By contrast, we will continue to have systems in which you need to be very certain that a row of data is valid at the moment it is inserted into the database or else you will have highly negative consequences; one could conjure an almost infinite number of scenarios where this is important. For such applications, the relational paradigm with its structure and constraints – its beneficial rigidity, we could say -- will continue to be a feasible approach.
So with my newfound comfort that the NoSQL technologies are complementing, not necessarily supplanting, our traditional systems, it got me to thinking about applications of the technology within our enterprise. One place with potentially huge benefits would be data warehousing, for a couple of reasons: integration of new data would not require that all the rigid schema and ETL be pre-specified for the warehouse, which is probably the biggest time and money sump in warehousing today (a point Geoff Malafsky, founder of Phasic Systems, has been hammering home at conferences and in online discussions), and because of their relatively easily scaled performance and, it should be noted, easy port to the cloud.
But NoSQL systems from what I’ve gleaned are not terribly efficient forms of data storage. In a relational system we define the metadata once, in the DDL, and the rest is all data which the system understands to conform to the structure defined in the metadata. In NoSQL systems, the metadata are described alongside almost each and every datum. For systems storing large objects like photographs, documents, or videos, the volume of data greatly exceeds the metadata, but it is perfectly possible to have systems where the volume of metadata dwarfs the actual data. In the era of cheap massive storage maybe this is not such an issue, but try telling that to the guys managing the storage arrays at my company.

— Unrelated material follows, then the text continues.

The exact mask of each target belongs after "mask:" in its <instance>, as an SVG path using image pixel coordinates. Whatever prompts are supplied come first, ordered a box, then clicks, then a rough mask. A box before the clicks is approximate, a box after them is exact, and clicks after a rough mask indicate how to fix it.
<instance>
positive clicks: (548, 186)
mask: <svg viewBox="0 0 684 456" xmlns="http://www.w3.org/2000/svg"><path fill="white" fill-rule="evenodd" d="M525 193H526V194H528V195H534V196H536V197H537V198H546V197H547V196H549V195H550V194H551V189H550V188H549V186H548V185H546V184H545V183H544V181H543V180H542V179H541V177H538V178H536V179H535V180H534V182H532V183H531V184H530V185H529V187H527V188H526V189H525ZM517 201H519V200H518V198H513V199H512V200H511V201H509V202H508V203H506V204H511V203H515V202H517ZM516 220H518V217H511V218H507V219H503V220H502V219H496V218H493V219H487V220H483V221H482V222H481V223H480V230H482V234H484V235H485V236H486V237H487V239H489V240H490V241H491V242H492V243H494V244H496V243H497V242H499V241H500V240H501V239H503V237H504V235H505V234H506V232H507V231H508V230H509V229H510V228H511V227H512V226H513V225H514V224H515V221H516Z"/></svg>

The other gray area for me, especially in corporate data warehousing, is the important problem of how we capture and describe the business metadata of a NoSQL system. This is something we’ve gotten pretty good at over the last 15 years when we start with our logical and physical model representations and attach definitions to each entity or attribute. In a paradigm in which you effectively acquire the data first and describe it later, how will that work? Please post a comment if you have thoughts on this. It will be the next phase of my NoSQL education… now that I’ve gotten past the anxieties.